We must remember that actual reporting and accuracy of keeping data on catch and consumption is also a problem. While Japan does consume a great portion of the world's catch and have good tracking and record keeping, not all catch is tracked and recorded by all fishing vessels throughout the world.

Also, with new and better aquaculture techniques, the consumption is slowly being replaced by cultured fishes with much activity in the Mediterranean where they already produce thousands of tons to send to Japan and other countries.

That being said, fishing is an industry that support the livelihood of thousands of people from the fisherman to the sushi chef. It is not just to accommodate the scientists. It took many years before the aquaculture industry became a factor in balancing consumption and along with that the needed changes in the fishing industry adjusting to the reduced need for fishing for natural tuna.

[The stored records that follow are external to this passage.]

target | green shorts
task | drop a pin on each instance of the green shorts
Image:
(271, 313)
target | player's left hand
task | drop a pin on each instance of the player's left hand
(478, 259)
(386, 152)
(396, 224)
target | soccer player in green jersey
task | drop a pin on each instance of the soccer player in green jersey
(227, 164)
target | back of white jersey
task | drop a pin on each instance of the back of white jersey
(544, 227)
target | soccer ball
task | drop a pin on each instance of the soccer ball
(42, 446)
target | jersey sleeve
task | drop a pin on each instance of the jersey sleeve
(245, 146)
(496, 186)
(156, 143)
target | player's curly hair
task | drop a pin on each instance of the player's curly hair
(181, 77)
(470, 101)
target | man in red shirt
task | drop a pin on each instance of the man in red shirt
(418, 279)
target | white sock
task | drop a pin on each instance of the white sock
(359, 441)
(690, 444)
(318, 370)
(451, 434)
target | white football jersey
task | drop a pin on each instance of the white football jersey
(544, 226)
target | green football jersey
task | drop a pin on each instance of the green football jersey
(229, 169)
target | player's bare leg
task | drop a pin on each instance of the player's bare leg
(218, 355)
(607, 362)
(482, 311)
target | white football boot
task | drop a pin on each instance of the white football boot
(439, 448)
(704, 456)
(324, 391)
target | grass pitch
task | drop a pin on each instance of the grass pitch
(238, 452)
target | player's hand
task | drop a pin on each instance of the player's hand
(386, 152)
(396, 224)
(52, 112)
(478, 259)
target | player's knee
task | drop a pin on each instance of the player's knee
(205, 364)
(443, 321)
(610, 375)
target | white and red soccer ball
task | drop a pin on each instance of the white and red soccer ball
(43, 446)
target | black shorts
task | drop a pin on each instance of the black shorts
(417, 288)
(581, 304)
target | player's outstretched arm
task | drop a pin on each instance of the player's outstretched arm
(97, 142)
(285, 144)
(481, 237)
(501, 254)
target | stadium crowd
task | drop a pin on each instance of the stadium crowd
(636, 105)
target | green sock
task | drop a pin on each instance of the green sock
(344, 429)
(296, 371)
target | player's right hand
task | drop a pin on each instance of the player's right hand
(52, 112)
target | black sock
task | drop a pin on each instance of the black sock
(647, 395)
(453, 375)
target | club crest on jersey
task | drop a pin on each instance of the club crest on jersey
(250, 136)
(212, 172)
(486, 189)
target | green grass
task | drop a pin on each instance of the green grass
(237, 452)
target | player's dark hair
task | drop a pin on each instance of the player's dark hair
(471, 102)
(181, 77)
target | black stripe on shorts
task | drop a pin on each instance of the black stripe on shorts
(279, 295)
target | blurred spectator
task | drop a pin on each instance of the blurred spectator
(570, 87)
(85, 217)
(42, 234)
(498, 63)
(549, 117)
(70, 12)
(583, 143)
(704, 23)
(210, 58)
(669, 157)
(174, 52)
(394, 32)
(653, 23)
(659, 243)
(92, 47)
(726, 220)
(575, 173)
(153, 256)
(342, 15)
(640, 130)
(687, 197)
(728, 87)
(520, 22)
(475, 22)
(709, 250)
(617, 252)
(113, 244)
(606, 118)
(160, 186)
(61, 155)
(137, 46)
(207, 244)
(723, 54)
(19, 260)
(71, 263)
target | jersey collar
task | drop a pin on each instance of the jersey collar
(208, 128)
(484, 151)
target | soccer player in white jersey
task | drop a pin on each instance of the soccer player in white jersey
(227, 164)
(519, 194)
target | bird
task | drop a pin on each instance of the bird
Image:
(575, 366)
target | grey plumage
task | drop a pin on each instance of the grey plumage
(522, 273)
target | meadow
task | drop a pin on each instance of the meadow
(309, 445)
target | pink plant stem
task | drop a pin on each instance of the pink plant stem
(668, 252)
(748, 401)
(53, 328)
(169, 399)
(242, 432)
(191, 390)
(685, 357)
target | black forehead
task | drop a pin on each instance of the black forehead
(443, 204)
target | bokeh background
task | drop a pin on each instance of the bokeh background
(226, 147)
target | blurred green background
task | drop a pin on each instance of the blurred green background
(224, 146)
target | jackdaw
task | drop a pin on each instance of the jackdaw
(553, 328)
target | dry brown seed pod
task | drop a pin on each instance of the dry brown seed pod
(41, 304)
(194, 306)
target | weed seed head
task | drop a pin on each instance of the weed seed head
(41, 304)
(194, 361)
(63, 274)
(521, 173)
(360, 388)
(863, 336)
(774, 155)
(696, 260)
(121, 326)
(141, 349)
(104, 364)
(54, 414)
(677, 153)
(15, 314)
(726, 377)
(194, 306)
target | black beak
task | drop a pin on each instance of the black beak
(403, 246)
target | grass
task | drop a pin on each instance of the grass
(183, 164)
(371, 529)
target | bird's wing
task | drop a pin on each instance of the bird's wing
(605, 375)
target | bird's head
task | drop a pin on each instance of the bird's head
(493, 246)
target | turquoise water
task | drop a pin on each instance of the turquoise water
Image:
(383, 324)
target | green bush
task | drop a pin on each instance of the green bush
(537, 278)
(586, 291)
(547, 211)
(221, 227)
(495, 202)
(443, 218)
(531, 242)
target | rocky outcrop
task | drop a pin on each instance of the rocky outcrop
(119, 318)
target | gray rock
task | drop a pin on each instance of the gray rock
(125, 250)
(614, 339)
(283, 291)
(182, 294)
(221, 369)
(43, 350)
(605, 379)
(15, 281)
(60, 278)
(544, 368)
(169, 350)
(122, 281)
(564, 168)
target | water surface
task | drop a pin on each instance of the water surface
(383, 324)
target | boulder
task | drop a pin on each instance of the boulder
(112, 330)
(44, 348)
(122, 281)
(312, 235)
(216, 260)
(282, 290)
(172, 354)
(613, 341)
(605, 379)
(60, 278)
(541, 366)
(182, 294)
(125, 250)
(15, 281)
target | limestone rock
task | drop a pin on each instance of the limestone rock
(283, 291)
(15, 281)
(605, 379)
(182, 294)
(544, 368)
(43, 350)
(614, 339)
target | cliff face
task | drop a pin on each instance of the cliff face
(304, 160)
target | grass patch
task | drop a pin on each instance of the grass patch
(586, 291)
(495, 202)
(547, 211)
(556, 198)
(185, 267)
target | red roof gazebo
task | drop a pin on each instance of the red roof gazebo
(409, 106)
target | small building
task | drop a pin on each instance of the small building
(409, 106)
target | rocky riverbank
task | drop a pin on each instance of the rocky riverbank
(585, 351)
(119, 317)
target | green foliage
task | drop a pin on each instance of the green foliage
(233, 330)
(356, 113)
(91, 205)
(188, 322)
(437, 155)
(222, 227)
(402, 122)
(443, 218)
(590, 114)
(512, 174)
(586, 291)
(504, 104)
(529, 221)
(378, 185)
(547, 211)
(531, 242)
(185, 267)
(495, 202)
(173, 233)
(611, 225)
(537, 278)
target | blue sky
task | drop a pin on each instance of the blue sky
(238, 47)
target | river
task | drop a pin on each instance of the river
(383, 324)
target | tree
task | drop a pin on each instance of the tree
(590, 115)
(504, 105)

Therefore, this is a realistic approach to balance the needs and meet the concerns that I am sure everyone sensible and sensitive enough to life on earth were already aware and have been considering.

0 ( +1 / -1 )

@kazetsukai: A lot of the reason for tuna populations crashing in the Mediterranean is tuna farms. The farms need to be stocked with wild young tuna that are then fattened up. This decimates the young tuna populations in the area.

1 ( +1 / -0 )

July 16 2014. Toyota Tsusho Corporation and Kinki University signed a memorandom of understanding--jointly producing ''Complete Cultured Bluefin Tuna''--from hatchings to adult tuna production--starting March 2015. Target: 300,000 fish/year in the year 2020--a half of Japan's domestic need. Business plan: Facility details 6 50-ton tanks, land, office building 16 50-ton tanks Nursery output (Prep); Production: 2016/3---40,000 fish; 2017/3---60,000 fish; 2018/3---200,000 fish; 2019/3---250,000 fish; 2020/3---300,000 fish.

1 ( +1 / -0 )

@kazetsukai: A lot of the reason for tuna populations crashing in the Mediterranean is tuna farms.

I read that it was the corporate fishing that did in the Mediterranean tuna.